Also tagging @itsdfish as the LBA distribution comes from SequentialSamplingModels.jl.

Any thoughts?

Jul 19 '23 17:07 DominiqueMakowski

I'm not sure exactly what is wrong, but I suspect that it might be in this function, where the information matrix is computed.

With Random.seed!(54), the result is:

mle
ModeResult with maximized lp of 67.20
[3.276040489991997, 2.337659249931617, 0.8017492796484292, 0.06519091281327583, 0.33938286544022755]

stderror(mle)
A    │ 
─────┼───────────
ν[1] │   0.787391
ν[2] │    0.66385
A    │   0.224157
k    │  0.0452707
τ    │ 0.00990502

Both seem reasonable to me. However, with Random.seed!(65), there is an error. Further investigation reveals two problems:

using LinearAlgebra
lba_vcov = vcov(mle)
lba_vcov[I(5)]

A    │ 
─────┼───────────
ν[1] │  3.91107e7
ν[2] │    1.77096
A    │ -0.0257405
k    │   0.349782
τ    │ 0.00691001

The variance of ν[1] is very large and the variance of A is negative. If I increase the sample size to 200 or 500, the error is less frequent. It is possible that the standard errors are unstable (perhaps the derivatives are very small) when the sample size is small. To test this I tried using MAP in hopes that an informed prior would help stabilize the model, but the error still occurs.

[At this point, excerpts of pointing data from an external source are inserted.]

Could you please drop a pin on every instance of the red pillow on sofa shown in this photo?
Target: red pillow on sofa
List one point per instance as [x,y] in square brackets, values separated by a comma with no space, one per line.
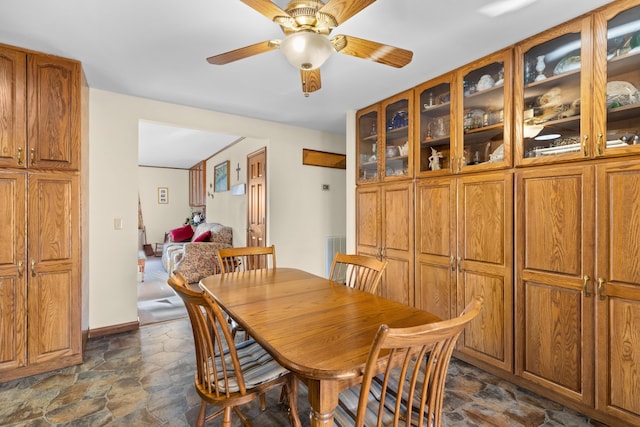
[182,234]
[204,237]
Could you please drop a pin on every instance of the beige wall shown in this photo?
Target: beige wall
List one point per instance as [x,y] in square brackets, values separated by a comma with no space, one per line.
[300,216]
[160,218]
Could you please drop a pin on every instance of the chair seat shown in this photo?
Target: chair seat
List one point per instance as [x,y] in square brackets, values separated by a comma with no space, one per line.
[258,367]
[345,414]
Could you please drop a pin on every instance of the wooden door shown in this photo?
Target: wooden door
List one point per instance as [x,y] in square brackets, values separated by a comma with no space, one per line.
[554,279]
[54,112]
[368,220]
[397,242]
[54,305]
[435,246]
[485,265]
[618,290]
[13,314]
[13,68]
[257,200]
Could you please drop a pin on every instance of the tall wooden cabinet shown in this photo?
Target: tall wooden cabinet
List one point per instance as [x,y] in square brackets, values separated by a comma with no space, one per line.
[527,191]
[385,230]
[464,248]
[41,134]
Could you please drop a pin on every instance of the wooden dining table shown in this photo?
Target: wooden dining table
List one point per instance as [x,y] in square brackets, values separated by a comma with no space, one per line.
[318,329]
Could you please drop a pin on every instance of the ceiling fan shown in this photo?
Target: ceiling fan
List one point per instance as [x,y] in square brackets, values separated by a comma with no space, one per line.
[307,25]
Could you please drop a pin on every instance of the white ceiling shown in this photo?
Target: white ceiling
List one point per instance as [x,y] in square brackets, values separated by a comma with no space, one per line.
[157,49]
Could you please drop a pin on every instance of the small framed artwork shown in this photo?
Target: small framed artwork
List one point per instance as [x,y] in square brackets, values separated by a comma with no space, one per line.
[221,177]
[163,195]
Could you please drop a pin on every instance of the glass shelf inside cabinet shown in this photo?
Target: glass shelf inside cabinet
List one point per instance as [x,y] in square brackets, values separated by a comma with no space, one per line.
[396,148]
[368,146]
[623,80]
[435,128]
[483,115]
[552,97]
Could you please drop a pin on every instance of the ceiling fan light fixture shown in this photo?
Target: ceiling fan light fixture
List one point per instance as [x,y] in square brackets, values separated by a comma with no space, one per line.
[306,50]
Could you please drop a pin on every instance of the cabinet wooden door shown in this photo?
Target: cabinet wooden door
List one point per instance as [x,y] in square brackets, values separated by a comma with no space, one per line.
[13,66]
[13,314]
[54,112]
[434,128]
[485,265]
[54,305]
[384,229]
[397,242]
[395,150]
[368,220]
[368,129]
[463,249]
[618,290]
[435,289]
[554,86]
[554,279]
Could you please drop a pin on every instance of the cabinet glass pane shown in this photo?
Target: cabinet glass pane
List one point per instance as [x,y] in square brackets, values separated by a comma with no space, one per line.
[483,115]
[623,79]
[552,97]
[396,148]
[368,146]
[435,128]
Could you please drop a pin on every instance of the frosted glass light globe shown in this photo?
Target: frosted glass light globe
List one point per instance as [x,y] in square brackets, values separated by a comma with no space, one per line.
[306,50]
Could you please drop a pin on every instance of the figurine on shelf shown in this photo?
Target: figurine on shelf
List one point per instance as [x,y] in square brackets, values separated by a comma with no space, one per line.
[540,66]
[434,160]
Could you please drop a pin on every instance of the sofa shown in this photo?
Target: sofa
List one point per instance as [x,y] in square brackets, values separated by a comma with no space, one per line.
[208,233]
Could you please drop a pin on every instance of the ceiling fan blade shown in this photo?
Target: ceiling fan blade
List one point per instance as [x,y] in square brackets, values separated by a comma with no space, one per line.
[342,10]
[243,52]
[373,51]
[266,7]
[310,80]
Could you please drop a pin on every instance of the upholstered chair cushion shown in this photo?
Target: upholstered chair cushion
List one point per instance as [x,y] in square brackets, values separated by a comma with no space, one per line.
[199,260]
[203,237]
[181,234]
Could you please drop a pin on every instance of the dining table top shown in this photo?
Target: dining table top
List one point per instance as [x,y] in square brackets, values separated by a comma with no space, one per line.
[316,328]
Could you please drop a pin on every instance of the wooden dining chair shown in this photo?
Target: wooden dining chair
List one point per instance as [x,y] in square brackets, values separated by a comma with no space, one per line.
[228,374]
[247,258]
[414,363]
[357,271]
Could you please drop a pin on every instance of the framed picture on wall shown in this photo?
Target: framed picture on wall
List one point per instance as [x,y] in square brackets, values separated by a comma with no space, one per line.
[221,177]
[163,195]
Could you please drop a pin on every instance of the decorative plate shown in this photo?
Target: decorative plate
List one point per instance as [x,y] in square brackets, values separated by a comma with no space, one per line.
[567,64]
[621,93]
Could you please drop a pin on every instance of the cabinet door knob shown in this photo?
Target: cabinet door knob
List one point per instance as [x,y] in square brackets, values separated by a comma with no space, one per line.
[585,287]
[600,145]
[601,288]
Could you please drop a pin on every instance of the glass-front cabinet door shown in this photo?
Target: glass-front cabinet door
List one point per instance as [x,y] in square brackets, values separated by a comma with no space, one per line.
[552,96]
[395,151]
[435,148]
[368,124]
[484,124]
[618,103]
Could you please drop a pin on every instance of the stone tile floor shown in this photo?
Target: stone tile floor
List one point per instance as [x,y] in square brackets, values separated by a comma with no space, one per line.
[145,378]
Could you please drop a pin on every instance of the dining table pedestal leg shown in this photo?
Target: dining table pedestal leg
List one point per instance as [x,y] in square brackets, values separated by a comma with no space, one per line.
[323,399]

Another thing I want to note is that the likelihood function is more complex than a typical GLM. I don't know if the ForwardDiff is using the correct rules. Another potential issue is I don't know how it handles parameter bounds and transformations. This type of model does not fit within the Distributions.jl type system. I added a new type:

SSM2D = Distribution{Multivariate, Mixed}

to reflect the fact that the model produces a mixed multivariate distribution consisting of one discrete variable and one continuous positive variable. I'm not sure if any of this is relevant. I would be happy to help where I can.

Jul 19 '23 20:07 itsdfish

This is very weird. A few things to check, that you may have already looked at:

Is the optimization result actually done? I could imagine the optimization terminating early or having relatively low default tolerances, which would explain why the result is different at different seeds and why some parts of the diagonal are negative.
It could be that the logpdf of LBA is pretty unstable -- knowing @itsdfish, I would not really expect this. However, the fact that the logpdf for LBA is defined as log(pdf(...)) is a bit worrying from a numeric perspective.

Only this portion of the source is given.